Demographic data were collected at baseline, including reproductive factors, physical activity, and medical history. Anthropometric measurements were collected at baseline and the end of the study period. Mammograms were conducted during the screening visit and the end of the study. Average follow-up period was 13.3 months. A total of 91 women completed the study. Twenty-seven were lost to follow-up due to adverse events (n = 13), no longer interested (n = 7), and COVID-19 pandemic (n = 7). Of those, 13 were lost to follow-up in the ISF supplement group, eight in the ISF diet group, and six in the control group. Failure to follow-up did not significantly affect randomization. However, a significant difference was observed in MD percent density (P = 0.03) in those lost to follow-up.

The average age was 57 years, and most study participants were Chinese (78.9%). There were no statistically significant differences in terms of baseline characteristics between the groups. Twelve percent of women reported a first-degree relative with breast cancer. More than half (65.6%) reported their last mammogram was more than two years before beginning the study. Forty-one percent were obese or overweight, and half reported low levels of physical activity. Breast cancer risk factors were distributed equally between the groups. No significant changes in anthropometric were observed following the study.

The ISF diet group reported an increased total calorie intake over the study period, which was attributed to increased protein intake (P = 0.006) and fat intake (P = 0.04). A decrease in total calorie intake was observed in the ISF supplement arm (P = 0.01) attributed to lower protein and fat intake (P = 0.04 and P = 0.02, respectively). No dietary changes were reported in the control group. Expected significant increases in soy isoflavone intake were observed in the ISF supplement and ISF diet groups (P < 0.01 for both). Main sources of soy intake in the ISF diet group included soymilk, soybean curd, and tofu. No other significant findings were observed.

Several sensitivity analyses were conducted including limiting analysis to those more compliant with the intervention, excluding data from women with high isoflavone intake at enrollment, and low MD at enrollment. No differences were detected. Sensitive analysis showed that the greatest absolute decline in MD was observed in women with moderate isoflavone intake (18-61 mg/day) followed by high isoflavone intake (61-101 mg/day). However, little change was observed in women with very high isoflavone intake (> 101 mg/day).

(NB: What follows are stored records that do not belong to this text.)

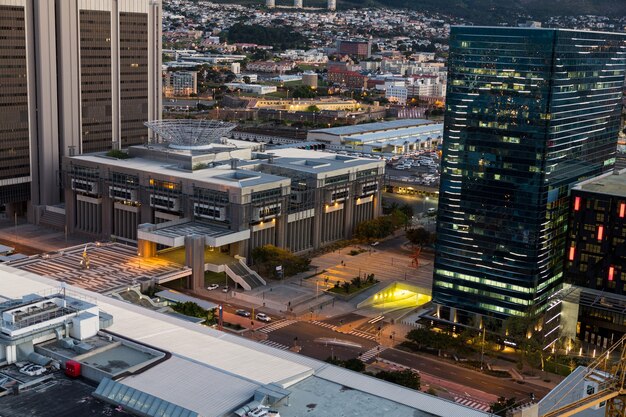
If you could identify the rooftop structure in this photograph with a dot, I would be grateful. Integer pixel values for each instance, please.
(398, 136)
(241, 372)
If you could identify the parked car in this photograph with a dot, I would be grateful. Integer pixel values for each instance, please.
(263, 317)
(242, 313)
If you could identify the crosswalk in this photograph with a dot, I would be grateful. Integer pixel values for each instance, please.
(277, 325)
(364, 335)
(274, 344)
(371, 353)
(322, 324)
(472, 404)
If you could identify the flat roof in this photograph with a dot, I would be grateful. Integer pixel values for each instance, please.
(321, 162)
(415, 132)
(372, 127)
(111, 266)
(221, 174)
(610, 184)
(234, 366)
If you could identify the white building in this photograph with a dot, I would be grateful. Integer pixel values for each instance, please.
(252, 88)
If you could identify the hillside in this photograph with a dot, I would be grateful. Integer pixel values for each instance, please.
(482, 11)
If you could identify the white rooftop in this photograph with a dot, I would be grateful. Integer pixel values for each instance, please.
(229, 368)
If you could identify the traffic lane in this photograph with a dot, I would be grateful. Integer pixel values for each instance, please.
(453, 373)
(306, 333)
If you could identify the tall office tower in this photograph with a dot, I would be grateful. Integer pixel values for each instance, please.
(84, 76)
(16, 105)
(529, 112)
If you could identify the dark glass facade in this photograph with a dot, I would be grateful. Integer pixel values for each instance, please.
(14, 123)
(95, 80)
(133, 78)
(529, 113)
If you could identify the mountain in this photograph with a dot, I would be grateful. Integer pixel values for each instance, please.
(482, 11)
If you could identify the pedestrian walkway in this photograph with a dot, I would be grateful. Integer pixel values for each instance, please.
(371, 353)
(363, 335)
(277, 325)
(477, 405)
(322, 324)
(275, 345)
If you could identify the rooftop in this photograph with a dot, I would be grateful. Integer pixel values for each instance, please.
(613, 183)
(373, 127)
(203, 357)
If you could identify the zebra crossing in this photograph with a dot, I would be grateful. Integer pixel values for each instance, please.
(477, 405)
(277, 325)
(275, 345)
(363, 335)
(371, 353)
(322, 324)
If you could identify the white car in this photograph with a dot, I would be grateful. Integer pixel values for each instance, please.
(263, 317)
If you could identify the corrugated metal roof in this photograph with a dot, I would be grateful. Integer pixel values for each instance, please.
(371, 127)
(199, 387)
(137, 401)
(183, 298)
(415, 399)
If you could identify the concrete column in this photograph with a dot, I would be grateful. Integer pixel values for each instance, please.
(145, 248)
(453, 317)
(194, 258)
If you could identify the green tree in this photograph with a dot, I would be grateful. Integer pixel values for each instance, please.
(501, 406)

Data stratified by time since menopause showed a large absolute decline in MD for the ISF supplement and ISF diet arms in women with shorter duration since menopause (< 5 years). Women further than five years from menopause showed an increase in MD with very high isoflavone intake. Lack of statistically significant findings were attributed to small sample size.

Adverse events were reported in 62.7% of study participants. Adverse events included gastrointestinal problems, skin rash, joint pains, weight gain, and numbness. Most were observed in the dietary soy group, except joint pain and numbness, which was more common in the ISF supplement group. Serious adverse events included post-menopausal bleeding, two cases of ruptured brain aneurysms, and one breast cancer diagnosis. Several limitations were present, including sample size, poor recruitment, failure to follow-up, moderate soy intake in the control group (18-61 mg/day), self-reporting, and serious adverse events.

Despite the limitations, many of which were exacerbated by the COVID-19 pandemic and national lockdowns, the authors conclude a demonstrative association between soy isoflavone intake and mammographic density changes in Asian women around or soon after menopause. They propose a diet rich in soy isoflavones may be a cost-effective and acceptable primary intervention strategy to reduce breast cancer risk. However, the authors state that the results of this study should be interpreted with caution. Larger trials conducted with Malaysian women are needed to confirm findings. 

The authors declare no conflict of interest.